Q What are the modes of acquiring territorial sovereignty?

Ans Acquisition of Territorial Sovereignty


International law generally recognizes five modes of acquiring territorial sovereignty by a
state, they are
(1) Occupation: When a particular territory is not under the authority of any other state, a
state can establish its sovereignty over such territory by occupation. The territory may
never have belonged to any state, or it may have been abandoned by the previous
sovereign. The PCIJ( permanent court of international justice) held that the occupation to
be effective must consist of the following two elements
(i) intention to occupy. Such intention must be formally expressed and it must be
permanent.
(ii) occupation should be peaceful, continuous.
There mere act of discovery by one state is not enough to confer a title by
occupation. There are two requirements (i) the territory subject to claim must not be
under the sovereignty of nay state ( terra nullius) (ii) the state must have effectively
occupied the territory.

(2) Annexation: Annexation means to incorporate (territory) into the domain of a


country. Annexation is a unilateral act where territory is seized by one state. It can also
imply a certain measure of coercion, expansionism or unilateralism. e.g 1961 annexation
of Goa.
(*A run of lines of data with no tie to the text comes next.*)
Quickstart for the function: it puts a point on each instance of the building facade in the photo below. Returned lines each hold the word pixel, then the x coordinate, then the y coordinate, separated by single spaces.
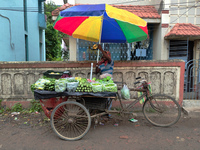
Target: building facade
pixel 22 25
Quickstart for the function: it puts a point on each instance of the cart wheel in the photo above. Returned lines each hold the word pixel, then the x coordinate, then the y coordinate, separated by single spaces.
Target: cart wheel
pixel 70 120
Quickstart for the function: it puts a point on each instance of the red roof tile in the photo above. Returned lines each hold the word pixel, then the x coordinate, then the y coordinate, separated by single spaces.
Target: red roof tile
pixel 141 11
pixel 184 29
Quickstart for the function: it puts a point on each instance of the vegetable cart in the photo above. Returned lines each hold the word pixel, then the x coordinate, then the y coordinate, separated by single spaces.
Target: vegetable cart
pixel 71 120
pixel 69 111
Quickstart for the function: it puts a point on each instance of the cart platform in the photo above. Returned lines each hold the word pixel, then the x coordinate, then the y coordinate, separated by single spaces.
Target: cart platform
pixel 42 94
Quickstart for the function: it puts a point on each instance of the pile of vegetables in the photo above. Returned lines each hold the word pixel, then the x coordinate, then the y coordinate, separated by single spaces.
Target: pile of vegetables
pixel 60 85
pixel 97 87
pixel 72 84
pixel 75 84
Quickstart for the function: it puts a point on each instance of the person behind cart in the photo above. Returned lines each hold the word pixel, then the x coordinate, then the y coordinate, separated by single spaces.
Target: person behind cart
pixel 105 68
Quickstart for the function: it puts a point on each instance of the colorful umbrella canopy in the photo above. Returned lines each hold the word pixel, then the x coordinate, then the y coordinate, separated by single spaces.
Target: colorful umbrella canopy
pixel 101 23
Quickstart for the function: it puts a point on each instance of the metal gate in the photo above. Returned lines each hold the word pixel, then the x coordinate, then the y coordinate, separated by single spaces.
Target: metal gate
pixel 192 80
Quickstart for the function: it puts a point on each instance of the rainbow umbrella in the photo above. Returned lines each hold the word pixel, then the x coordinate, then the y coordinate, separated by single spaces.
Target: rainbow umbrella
pixel 101 23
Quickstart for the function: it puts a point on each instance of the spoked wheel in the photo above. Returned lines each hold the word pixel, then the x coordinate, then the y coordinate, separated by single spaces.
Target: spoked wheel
pixel 70 120
pixel 162 110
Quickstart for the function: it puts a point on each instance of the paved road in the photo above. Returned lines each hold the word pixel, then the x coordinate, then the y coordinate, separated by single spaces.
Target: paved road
pixel 185 135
Annexation of Golan Heights by Israel in 1967.

(3) Accretion: Where a new territory is added mainly through natural causes to territory
already under the sovereignty of a state, acquisition by accretion takes place. Accretion
refers to the physical expansion of an existing territory through geographical process.

(4) Cession: When a state transfers its territory to another state, acquisition by cession
takes place in favour of such later state. The cession of territory maybe voluntary or
maybe under compulsion as a result of war. The act of cession maybe even in the nature
of a gift, sale, exchange or lease. Cession is the transfer of territory usually by treaty from
one state to another. e.g France cession of Louisiana to U.S in 1803.